1. Doutrina brasileira e o atual estado do tema

O sistema processual brasileiro adotou a chamada teoria da substanciação, ou seja, na


petição deverá constar a causa de pedir remota (fatos) e próxima (fundamento jurídico). O autor
narra a relação jurídica e fundamenta, no direito, as consequências que pretende aperfeiçoar.
A causa de pedir, assim, dirá respeito, além da relação de direito material, à valoração jurídica
de fato dela oriundo, culminando no pedido.

Os fatos narrados são importantes, pois eles influem na delimitação objetiva da demanda e
consequentemente da sentença.

Não obstante, não são apenas fatos que o autor afirma ao ajuizar a ação. Explica-se, ao
ajuizar uma demanda judicial, o autor afirma-se titular de um direito subjetivo, que lhe confere
determinada situação de vantagem.

Nesse sentido, que o art. 319, III do CPC é expresso ao prever que deverá o autor narrar os
fatos e fundamentos jurídicos do pedido, pois é preciso que se estabeleça uma relação lógica
entre os fatos narrados e determinada previsão normativa que gere consequências no âmbito
jurídico, por suposta violação de um direito.

2. Fundamento jurídico e qualificação jurídica

É de suma importância saber a diferença entre o fundamento jurídico e a qualificação


jurídica, posto que eles geram reflexos em institutos como litispendência, coisa julgada e eficácia
preclusiva.

O objeto litigioso do processo constitui-se pelo pedido, qualificado por determinada causa
de pedir. É a causa de pedir que justifica a pretensão exposta pelo autor e identifica-a.

A ação possui três elementos: partes, pedido e causa de pedir. Na causa de pedir, são
narrados os fatos e, em seguida, faz-se sua qualificação jurídica. Se o fato se enquadra à norma,
tem-se uma consequência jurídica que, por sua vez, condiciona o pedido do autor.

“Por exemplo: num contrato de mútuo, uma vez que o mutuário não restitua ao mutuante o
que dele recebeu em coisa do mesmo gênero, qualidade e quantidade, é lícito ao segundo ajuizar
ação em face do primeiro, exercitando sua legítima pretensão à cobrança. O fundamento jurídico
é o inadimplemento – fato juridicamente qualificado –, decorrente do contrato firmado e do
vencimento da dívida; a qualificação jurídica encontra-se no art. 586 do Código Civil.”

3. Concurso de normas e concurso de ações

Tem-se o chamado concurso de normas quando determinada pretensão, ligada a um fato


específico, é protegida por mais de uma norma.
“Por exemplo, pode-se, num contrato de seguro saúde, considerar a abusividade de
determinada conduta da seguradora sob o ponto de vista do Código de Defesa do Consumidor,
da Lei n. 9.656/1998, do Código Civil, do Estatuto do Idoso (se o segurado for idoso) etc.
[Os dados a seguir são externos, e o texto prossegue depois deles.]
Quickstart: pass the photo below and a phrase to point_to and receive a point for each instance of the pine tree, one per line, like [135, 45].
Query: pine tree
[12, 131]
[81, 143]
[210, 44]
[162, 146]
Embora
o fato seja um só – inadimplemento contratual –, o intérprete pode qualificá-lo a partir de
diferentes pontos de vista jurídicos.”

Vale informar que o juiz é livre para dar ao fato a qualificação jurídica que entender mais
correta.

Já com relação ao concurso de ações, estará configurada quando, por conta dos mesmos
fatos, com vistas a um determinado fim, o ordenamento faculta diversos caminhos distintos
entre si. Ao se eleger um deles e alcançando o fim, excluem-se os demais, eis que não se pode
obter o mesmo objeto duas vezes.

Ao narrar os fatos, o autor determina quais são aqueles ditos essenciais e o que são
secundários. Ao eleger determinado fundamento jurídico, qualificando juridicamente certos
fatos, considerados essenciais, o autor, automaticamente, despreza aqueles considerados
secundários, fazendo menção a eles apenas incidentalmente.

Alterar os fatos narrados como secundários em essenciais traduz alteração de fundamento


jurídico, o que o juiz, sob pena de atentar ao princípio dispositivo, não pode fazer.
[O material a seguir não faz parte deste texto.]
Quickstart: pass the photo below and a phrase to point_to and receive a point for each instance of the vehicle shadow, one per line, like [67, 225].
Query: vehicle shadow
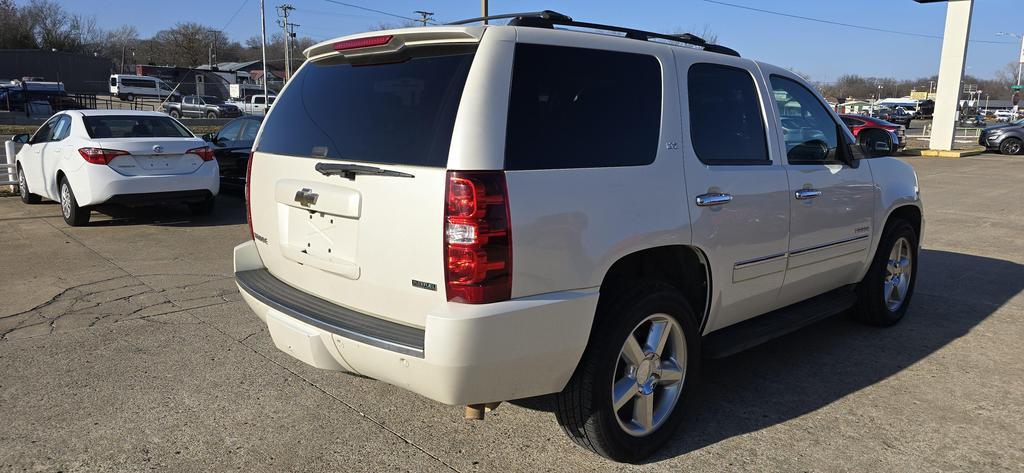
[814, 367]
[228, 210]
“Os fatos primários são aqueles sobre os quais importa ao réu controverter e ao juiz
examinar. Os secundários servirão como meras circunstâncias laterais, que se vinculam ao fato
principal, notadamente para provar sua existência ou modo de ser. Sua posterior alteração,
numa eventual nova ação proposta, não implica nova causa de pedir.”

O iura novit curia (o tribunal conhece a lei) limita-se à possibilidade de alteração da


qualificação jurídica, não alcançando a mudança do fundamento jurídico eleito pelo autor. Essa
premissa não reside na possibilidade de alterar o fundamento jurídico da demanda, mas na
liberdade do juiz de eleger a correta qualificação jurídica.